12 dicembre 2016 / 14:16 / tra 9 mesi

Fondi sovrani, disinvestimenti per 38 mld dlr in 9 mesi, trend proseguirà in 2017

LONDRA, 12 dicembre (Reuters) - I fondi sovrani hanno ritirato montagne di petrodollari dai mercati azionari e obbligazionari per il terzo anno consecutivo nel 2016, un trend che difficilmente cambierà il prossimo anno, nonostante il rimbalzo dei prezzi del greggio.

Nei primi tre mesi di quest‘anno i fondi sovrani hanno riscattato 38 miliardi di dollari dagli asset manager, secondo quanto emerge dai dati della società di ricerca eVestment.

Nel 2015 i deflussi erano stati pari a 44 miliardi e l‘anno precedente pari a 10,7 miliardi di dollari.

A guidare il trend è stato soprattutto l‘andamento dei prezzi del petrolio. Le quotazioni dell‘oro nero, dopo aver toccato un minimo di 27 dollari il barile nel gennaio scorso, sono risaliti in area 57 dollari, grazie ad un accordo tra i paesi produttori per tagliare la produzione.

Ma Peter Laurelli, responsabile globale della ricerca di eVestment, ritiene che la ripresa dei prezzi del greggio non sia sufficiente ad innescare un‘inversione dei flussi. “I prezzi del petrolio si sono stabilizzati attorno a metà dei livelli massimi”, dice Laurelli, “ma abbiamo bisogno di vedere un aumento significativo prima che i fondi sovrani tornino ad investire”.

Anche se i deflussi totali nel periodo luglio-settembre sono stati inferiori rispetto al primo semestre, ovvero 5,2 miliardi di dollari, i fondi azionari globali a gestione passiva continuano a vedere riscatti, con deflussi pari a 2,2 miliardi di dollari, si legge nel report di eVestment.

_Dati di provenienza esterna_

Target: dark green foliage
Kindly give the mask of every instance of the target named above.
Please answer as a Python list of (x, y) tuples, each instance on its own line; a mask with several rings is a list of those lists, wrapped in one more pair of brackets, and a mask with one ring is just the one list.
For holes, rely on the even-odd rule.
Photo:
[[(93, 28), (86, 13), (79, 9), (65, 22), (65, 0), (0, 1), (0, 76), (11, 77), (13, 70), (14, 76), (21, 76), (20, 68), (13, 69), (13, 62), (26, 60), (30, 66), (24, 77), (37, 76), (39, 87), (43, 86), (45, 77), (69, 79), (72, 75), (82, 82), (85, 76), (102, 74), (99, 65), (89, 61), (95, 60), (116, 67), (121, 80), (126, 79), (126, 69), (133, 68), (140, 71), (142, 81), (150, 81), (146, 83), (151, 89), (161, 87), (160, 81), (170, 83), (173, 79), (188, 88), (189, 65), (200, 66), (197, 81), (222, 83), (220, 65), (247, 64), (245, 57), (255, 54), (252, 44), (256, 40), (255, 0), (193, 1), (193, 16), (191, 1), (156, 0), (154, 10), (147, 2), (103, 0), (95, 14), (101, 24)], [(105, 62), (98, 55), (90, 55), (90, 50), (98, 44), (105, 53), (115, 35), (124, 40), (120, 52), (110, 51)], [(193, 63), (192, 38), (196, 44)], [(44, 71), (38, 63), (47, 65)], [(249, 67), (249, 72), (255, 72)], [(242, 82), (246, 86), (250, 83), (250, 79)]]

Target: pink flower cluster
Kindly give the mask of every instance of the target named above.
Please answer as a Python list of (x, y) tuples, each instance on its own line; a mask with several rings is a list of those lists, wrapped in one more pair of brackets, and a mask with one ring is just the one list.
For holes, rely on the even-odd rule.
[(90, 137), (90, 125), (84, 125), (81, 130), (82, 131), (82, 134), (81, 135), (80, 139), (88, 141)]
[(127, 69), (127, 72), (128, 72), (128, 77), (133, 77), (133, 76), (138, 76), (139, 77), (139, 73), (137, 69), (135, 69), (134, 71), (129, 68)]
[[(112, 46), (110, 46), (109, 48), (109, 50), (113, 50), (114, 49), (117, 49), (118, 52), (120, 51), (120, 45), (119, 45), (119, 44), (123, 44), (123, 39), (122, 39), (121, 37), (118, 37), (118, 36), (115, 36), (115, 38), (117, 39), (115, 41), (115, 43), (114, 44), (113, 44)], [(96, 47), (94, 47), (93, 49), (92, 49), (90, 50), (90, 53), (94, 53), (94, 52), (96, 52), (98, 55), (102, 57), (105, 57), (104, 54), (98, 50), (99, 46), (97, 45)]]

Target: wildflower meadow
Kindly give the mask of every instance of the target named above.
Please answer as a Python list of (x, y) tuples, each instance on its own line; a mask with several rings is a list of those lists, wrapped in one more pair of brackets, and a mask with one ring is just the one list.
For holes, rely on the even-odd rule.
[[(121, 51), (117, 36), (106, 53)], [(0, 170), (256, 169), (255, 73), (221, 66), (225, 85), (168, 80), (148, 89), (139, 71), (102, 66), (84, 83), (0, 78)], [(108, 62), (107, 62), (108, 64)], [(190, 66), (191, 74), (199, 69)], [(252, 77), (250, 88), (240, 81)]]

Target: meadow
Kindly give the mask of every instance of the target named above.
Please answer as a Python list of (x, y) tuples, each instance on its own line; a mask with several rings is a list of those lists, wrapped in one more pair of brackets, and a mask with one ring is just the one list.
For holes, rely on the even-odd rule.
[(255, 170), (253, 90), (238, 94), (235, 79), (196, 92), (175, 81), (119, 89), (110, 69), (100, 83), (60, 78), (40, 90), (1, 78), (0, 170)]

Laurelli sostiene che l‘unica ragione per cui i deflussi nel terzo trimestre hanno rallentato è l‘allocazione di breve durata nel reddito fisso Usa, che ha registrato afflussi per 3,9 miliardi di dollari. Probabilmente si è trattato di un parcheggio di liquidità.

RALLENTAMENTO DEI DEFLUSSI

L‘emorragia di fondi potrebbe rallentare nel 2017 grazie alla tregua dal petrolio, ma il sollievo sarà probabilmente di breve durata, prevede Elliot Hentov, capo delle politiche e della ricerca del gruppo investitori istituzionali di State Street Global Advisors.

Hentov ritiene che la potenziale deregulation del settore energetico Usa dopo l‘elezione di Donald Trump potrebbe ridurre i costi di produzione, mettendo sotto pressione i prezzi.

Il sell-off resta diffuso, con i fondi sovrani che hanno riscattato quasi 5 miliardi di dollari dai mandati azionari globali e 6,1 miliardi di dollari dal reddito fisso nei primi tre trimestri del 2016, afferma eVestment.

Secondo Hentov, però, c‘è un limite strutturale alla liquidazione di asset quotati da parte dei fondi sovrani. Questi ultimi, infatti, hanno costruito anche portafogli di attività non liquide (immobiliare, infrastrutture, private equity e debito privato) e, di conseguenza, non possono sbilanciare l‘asset allocation complessiva sugli illiquidi.

Norges Bank, per esempio, colosso da 860 miliardi di dollari, sta valutando un incremento dell‘esposizione all‘azionario, portandola al 75% dal 60%. Date le dimensioni del fondo, questo si tradurrebbe in un flusso di circa 130 miliardi di dollari verso l‘equity, sebbene spalmato su più anni.

Nikolaos Panigirtzoglou, managing director di JP Morgan, sostiene che Norges Bank potrebbe ispirare altri fondi sovrani, come il cinese Cic e Abu Dhabi Investment Authority (Adia).